The first time I went on a group ride (and it was the group training ride) it did seem a little close but once we were riding for 10-15 minutes, it felt comfortable. It's assumed that you "... have control of your motorcycle ..." and there are several "leads" on each group ride: ride captain (leads the group), sweep (controls the rear) and likely at least one more ride lead in the group. The leads are connected with CB radio. The initial group training ride pauses at least once, and leads provide feedback. If someone needs more time to master their bike and riding conditions, a lead will speak with them privately.
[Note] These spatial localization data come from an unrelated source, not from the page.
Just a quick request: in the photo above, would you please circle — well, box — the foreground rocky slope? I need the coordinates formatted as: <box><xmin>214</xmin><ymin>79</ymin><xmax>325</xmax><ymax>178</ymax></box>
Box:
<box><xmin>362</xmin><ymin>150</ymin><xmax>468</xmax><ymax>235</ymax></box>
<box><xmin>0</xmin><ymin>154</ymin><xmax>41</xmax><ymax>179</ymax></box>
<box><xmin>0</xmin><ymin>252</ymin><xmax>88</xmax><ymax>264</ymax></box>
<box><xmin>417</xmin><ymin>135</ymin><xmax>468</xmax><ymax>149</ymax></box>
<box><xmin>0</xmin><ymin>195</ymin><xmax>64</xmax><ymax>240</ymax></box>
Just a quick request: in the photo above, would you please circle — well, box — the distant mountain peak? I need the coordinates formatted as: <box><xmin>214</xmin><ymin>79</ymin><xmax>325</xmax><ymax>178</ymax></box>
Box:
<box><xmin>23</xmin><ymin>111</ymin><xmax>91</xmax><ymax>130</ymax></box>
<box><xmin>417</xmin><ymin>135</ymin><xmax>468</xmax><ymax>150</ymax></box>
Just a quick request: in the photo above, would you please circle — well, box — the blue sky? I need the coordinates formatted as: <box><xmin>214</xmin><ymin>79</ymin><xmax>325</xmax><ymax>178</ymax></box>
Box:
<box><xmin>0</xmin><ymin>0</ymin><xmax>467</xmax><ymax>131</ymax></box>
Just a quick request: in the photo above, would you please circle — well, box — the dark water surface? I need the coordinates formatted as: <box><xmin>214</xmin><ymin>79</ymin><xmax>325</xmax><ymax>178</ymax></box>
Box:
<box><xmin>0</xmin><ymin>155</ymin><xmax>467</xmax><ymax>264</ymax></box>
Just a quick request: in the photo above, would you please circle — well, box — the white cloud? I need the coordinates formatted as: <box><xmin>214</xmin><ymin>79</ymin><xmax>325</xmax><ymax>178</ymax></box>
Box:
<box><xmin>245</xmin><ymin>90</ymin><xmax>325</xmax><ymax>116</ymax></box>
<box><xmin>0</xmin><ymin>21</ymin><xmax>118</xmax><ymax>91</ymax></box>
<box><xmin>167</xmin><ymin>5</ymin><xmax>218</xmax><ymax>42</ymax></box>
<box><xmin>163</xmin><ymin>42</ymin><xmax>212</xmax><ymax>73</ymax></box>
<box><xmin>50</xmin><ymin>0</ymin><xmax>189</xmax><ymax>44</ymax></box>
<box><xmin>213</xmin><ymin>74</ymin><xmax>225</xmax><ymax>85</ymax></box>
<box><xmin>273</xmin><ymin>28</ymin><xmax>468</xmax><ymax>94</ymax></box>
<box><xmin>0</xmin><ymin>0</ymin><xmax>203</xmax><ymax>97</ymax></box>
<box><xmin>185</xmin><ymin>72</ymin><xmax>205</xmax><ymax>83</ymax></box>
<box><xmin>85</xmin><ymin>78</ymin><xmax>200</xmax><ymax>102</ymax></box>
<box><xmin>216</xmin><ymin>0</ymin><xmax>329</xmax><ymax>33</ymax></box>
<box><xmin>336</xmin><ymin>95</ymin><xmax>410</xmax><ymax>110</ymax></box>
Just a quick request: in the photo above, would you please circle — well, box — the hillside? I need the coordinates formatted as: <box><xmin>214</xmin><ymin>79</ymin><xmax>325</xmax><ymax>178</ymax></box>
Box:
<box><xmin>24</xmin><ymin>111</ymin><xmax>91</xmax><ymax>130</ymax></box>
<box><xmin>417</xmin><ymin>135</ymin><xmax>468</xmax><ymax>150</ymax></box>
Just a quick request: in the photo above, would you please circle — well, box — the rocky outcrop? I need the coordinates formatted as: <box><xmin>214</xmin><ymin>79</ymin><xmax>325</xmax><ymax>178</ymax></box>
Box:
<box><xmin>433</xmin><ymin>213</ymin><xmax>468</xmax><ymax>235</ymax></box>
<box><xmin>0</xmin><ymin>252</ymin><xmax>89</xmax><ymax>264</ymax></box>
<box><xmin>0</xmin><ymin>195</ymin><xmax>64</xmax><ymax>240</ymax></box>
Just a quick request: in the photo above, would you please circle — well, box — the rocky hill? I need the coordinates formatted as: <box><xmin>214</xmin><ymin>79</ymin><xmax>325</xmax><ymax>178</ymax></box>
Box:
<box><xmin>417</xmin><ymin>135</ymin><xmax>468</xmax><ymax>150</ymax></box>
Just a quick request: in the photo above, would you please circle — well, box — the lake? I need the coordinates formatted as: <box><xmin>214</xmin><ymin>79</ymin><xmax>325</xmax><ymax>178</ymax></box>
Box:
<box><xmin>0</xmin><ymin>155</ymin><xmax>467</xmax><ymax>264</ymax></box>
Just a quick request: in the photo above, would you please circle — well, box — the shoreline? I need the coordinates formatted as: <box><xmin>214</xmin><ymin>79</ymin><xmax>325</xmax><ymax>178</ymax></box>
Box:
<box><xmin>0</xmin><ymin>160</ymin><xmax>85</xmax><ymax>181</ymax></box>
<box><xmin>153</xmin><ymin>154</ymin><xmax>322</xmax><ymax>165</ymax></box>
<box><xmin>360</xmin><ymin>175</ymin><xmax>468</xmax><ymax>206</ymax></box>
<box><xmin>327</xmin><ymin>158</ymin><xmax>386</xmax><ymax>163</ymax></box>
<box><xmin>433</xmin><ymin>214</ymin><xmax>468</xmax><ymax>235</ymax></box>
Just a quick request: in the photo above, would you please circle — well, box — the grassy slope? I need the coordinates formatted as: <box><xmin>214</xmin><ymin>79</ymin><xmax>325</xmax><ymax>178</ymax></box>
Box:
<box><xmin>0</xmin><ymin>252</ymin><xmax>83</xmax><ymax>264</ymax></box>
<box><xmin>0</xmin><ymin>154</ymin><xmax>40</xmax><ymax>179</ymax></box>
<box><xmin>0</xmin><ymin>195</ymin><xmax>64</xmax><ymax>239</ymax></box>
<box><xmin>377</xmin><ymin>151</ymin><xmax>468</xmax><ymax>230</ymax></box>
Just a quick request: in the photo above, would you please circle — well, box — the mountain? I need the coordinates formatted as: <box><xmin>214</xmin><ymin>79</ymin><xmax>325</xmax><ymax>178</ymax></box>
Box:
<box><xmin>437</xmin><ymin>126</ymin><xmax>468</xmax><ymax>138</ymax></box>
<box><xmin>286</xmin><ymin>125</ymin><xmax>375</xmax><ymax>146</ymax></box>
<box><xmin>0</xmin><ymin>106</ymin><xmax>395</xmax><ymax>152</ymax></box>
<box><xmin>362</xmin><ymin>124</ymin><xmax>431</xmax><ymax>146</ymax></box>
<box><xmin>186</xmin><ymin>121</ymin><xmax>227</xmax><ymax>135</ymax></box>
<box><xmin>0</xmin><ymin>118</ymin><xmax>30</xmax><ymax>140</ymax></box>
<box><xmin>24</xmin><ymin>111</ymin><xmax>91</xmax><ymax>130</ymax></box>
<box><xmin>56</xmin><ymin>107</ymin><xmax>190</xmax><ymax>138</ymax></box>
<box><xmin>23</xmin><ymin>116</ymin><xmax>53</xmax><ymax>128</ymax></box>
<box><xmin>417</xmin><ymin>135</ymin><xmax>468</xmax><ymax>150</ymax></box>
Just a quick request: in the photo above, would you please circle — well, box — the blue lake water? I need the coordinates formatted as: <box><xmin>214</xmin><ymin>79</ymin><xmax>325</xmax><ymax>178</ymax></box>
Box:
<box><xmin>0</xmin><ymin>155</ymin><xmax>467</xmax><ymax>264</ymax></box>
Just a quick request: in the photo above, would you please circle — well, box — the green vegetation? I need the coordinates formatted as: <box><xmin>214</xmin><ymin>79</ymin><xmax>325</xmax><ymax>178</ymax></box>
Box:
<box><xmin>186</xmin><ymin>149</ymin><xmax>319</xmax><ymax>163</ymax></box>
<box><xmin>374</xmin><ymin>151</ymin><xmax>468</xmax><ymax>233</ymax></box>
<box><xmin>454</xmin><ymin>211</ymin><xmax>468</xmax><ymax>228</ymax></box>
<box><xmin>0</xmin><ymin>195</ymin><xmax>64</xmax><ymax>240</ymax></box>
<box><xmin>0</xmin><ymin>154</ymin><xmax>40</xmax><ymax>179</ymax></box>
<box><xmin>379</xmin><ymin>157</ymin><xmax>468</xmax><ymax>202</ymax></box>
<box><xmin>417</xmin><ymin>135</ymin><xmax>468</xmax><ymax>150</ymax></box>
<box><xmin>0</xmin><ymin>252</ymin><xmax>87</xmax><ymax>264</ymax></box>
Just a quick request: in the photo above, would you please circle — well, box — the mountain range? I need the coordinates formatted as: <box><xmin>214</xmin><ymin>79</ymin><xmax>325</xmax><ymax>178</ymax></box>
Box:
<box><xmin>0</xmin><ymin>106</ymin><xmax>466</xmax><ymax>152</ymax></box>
Another benefit of the group: experienced riders take newbies out solo or two at a time for rides to work on basics (hill stops/starts, turns, panic stops, etc.) to ensure everyone is at least at or beyond a basic level of motorcycle control. All this "lead" time is voluntary, and we pay $5 towards Meetup expenses a year. These rides take place around Boston (where we're based) so the new rider doesn't have to travel far to get to it.

I just participated in a large group ride, Nelson's Ride, with several hundred motorcycles in a group. Everyone followed these guidelines (MSF), and intersections were blocked by police and volunteers. We rode about 50 miles without stopping and with no accidents. (The only issue for me was jaw soreness from checking out the bikes when parked before and after the ride: some amazing custom bikes.)

It does take some getting used to, and I go on a group ride whenever possible to maintain that level of focus and comfort. I practice that, too, in traffic when I am out solo: 2-seconds spacing to the car in front of me. More at night and in the rain. The group moves quickly and avoids issues with 4+ wheel vehicles this way. It seems a huge advantage when riding in a group on the road, but to each their own, too.